Il connaissait un peu les royaumes du Nord et savait qu’à Graycastle, une Dame Divine était considérée comme une envoyée du mal, dont le statut était de loin inférieur à celui d’une esclave dans la Région de l’Extrême Sud. Alors que dire d’une Dame Divine esclave! Comment avait-elle pu gagner le soutien des gens du Nord et revenir dans sa région d’origine pour prendre sa revanche ?
Tout cela était à la fois absurde et un peu inquiétant.
Si les Mojins avaient été contraints jusqu’à ce jour de limiter leurs activités au désert, ce n’était pas par choix mais parce qu’ils n’étaient pas en mesure d’affronter le Royaume de Graycastle.
Si jamais les gens du Nord envisageaient de déclarer la guerre à Ironsand City, tous les clans s’uniraient pour répliquer. Cependant, s’ils avaient l’intention de l’éliminer, ceux-ci viendraient-ils en aide au clan de la Cravache de Fer ?
La réponse était évidente.
« Bon sang! » Maugréa intérieurement Rubaka en brisant le verre de vin sur le sol pour ensuite le piétiner.
« Si vous espérez venger la mort de votre père par un Duel Sacré, venez! Je vous attends! » se dit-il, furieux. « Les Nordistes sont peut-être supérieurs en nombre et ont peut-être d’excellentes armes, mais lorsqu’il est question de duel, les Mojins sont les plus valeureux des guerriers. Vous allez apprendre ce qu’est le goût du désespoir! »
C’est alors qu’un autre de ses hommes fit irruption dans la pièce :
– « Chef, le clan Osha nous envoie un cadeau. »
– « Comment ? » S’écria Rubaka, les tempes battantes. « Un cadeau ? »
– « Oui. Il est là, dans la cour. »
– « Accompagnez-moi », répondit-il en serrant les dents.
Dehors se trouvaient une énorme boîte de la hauteur d’un homme et moitié moins large, constituée de planches de bois clouées à chaque extrémité. D’apparence, elle n’avait rien d’exceptionnel.
– « Où sont les porteurs ? » Demanda Rubaka.

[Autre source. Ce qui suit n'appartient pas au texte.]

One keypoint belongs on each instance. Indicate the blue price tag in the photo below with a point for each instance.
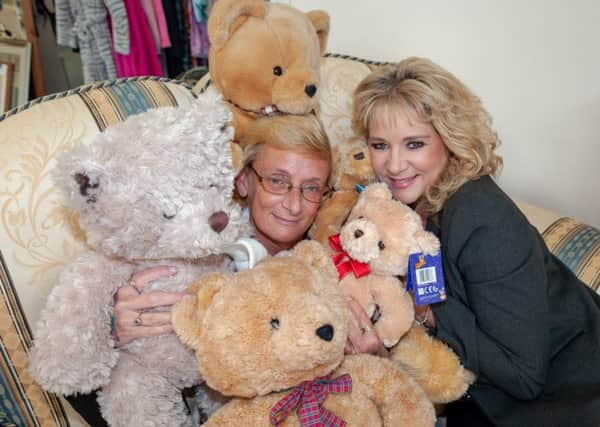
(425, 278)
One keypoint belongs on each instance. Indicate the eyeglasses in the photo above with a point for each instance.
(274, 185)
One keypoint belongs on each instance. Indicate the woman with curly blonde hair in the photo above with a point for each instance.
(514, 314)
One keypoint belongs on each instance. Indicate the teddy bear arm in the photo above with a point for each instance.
(142, 396)
(433, 365)
(395, 307)
(399, 398)
(73, 348)
(332, 215)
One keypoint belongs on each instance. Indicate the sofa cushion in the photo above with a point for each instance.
(37, 235)
(578, 247)
(23, 402)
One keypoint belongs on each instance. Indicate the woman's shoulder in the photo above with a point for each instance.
(481, 203)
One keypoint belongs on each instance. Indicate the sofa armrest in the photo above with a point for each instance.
(37, 235)
(577, 245)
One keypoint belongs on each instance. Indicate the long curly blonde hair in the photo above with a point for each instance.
(437, 97)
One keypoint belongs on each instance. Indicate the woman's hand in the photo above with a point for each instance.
(131, 319)
(362, 337)
(424, 315)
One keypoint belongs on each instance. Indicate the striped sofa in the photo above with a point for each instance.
(38, 236)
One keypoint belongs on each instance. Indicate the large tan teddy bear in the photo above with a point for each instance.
(274, 337)
(265, 57)
(381, 233)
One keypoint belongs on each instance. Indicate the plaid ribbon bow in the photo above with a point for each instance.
(343, 262)
(308, 398)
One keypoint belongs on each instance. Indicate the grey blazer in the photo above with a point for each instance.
(516, 315)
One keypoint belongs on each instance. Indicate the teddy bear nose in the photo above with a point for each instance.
(218, 221)
(325, 332)
(310, 90)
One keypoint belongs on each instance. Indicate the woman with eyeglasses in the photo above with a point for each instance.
(284, 177)
(286, 165)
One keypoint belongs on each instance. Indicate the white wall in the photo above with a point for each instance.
(534, 63)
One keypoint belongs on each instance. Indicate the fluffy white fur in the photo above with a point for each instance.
(144, 191)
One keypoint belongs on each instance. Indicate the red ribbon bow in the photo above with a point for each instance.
(344, 263)
(308, 398)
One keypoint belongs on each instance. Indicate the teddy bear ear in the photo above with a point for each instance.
(227, 16)
(187, 314)
(320, 20)
(378, 191)
(314, 254)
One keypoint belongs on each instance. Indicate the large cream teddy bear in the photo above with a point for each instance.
(265, 58)
(274, 337)
(381, 233)
(154, 190)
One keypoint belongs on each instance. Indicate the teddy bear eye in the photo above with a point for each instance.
(275, 323)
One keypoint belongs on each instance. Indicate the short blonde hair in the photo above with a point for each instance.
(300, 134)
(436, 96)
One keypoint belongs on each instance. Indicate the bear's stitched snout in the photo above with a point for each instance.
(325, 332)
(218, 221)
(310, 90)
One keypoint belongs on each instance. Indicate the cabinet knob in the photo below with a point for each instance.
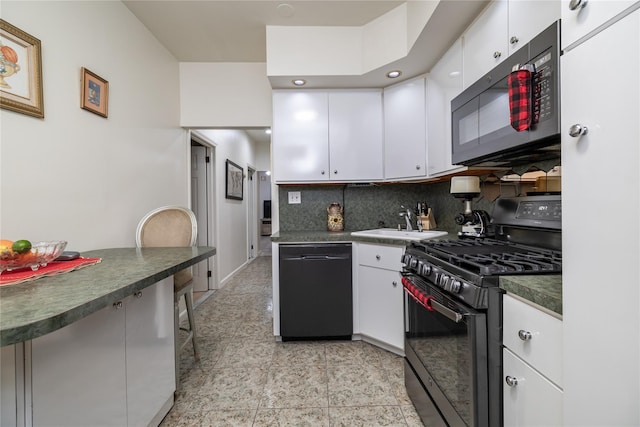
(577, 4)
(578, 130)
(511, 381)
(524, 335)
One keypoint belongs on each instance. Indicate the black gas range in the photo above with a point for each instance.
(453, 340)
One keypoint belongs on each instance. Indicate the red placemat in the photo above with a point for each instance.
(52, 268)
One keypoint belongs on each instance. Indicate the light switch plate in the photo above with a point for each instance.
(294, 198)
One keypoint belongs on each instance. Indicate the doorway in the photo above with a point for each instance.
(202, 205)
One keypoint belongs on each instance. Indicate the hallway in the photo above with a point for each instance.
(246, 378)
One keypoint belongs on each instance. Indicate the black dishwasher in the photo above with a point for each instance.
(316, 300)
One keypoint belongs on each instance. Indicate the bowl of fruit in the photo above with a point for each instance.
(23, 254)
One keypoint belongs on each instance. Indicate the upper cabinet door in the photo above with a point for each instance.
(300, 149)
(485, 42)
(443, 84)
(405, 136)
(586, 16)
(355, 135)
(528, 18)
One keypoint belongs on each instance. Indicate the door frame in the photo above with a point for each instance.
(212, 218)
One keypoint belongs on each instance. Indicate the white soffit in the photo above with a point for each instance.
(346, 50)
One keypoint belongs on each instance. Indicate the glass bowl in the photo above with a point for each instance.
(40, 255)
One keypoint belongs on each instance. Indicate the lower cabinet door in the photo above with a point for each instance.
(78, 373)
(530, 399)
(150, 352)
(381, 305)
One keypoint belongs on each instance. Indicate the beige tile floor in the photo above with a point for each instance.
(246, 378)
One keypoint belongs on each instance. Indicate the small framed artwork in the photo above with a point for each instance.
(95, 93)
(20, 71)
(234, 181)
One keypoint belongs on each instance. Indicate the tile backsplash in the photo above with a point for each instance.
(367, 207)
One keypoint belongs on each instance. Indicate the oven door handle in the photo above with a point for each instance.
(446, 311)
(429, 302)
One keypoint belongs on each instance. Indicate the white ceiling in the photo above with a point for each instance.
(235, 30)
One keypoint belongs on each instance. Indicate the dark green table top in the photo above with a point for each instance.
(32, 309)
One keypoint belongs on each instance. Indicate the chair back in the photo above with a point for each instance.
(168, 226)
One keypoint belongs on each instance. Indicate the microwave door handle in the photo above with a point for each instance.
(456, 317)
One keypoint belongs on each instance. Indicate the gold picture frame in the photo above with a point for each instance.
(20, 71)
(95, 93)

– « Partis », répondit l’homme.
– « Combien étaient-ils ? »
– « Eh bien… un seul. »
– « Un seul ?! »
Les sourcils froncés, il donna un coup de pied dans la boîte qui tomba sur le sol et roula avec une série de bruits sourds. De toute évidence, il y avait quelque chose à l’intérieur, même si le conteneur semblait si léger qu’on aurait pu croire qu’il était vide.
Persuadé que cela ne pouvait être qu’un bluff, Rubaka se demanda s’il allait trouver dedans des membres coupés ou des crânes humains.
– « Emportez-le au Château de Pierre », ordonna-t-il froidement. « Et voyons à quel jeu jouent ces gens. »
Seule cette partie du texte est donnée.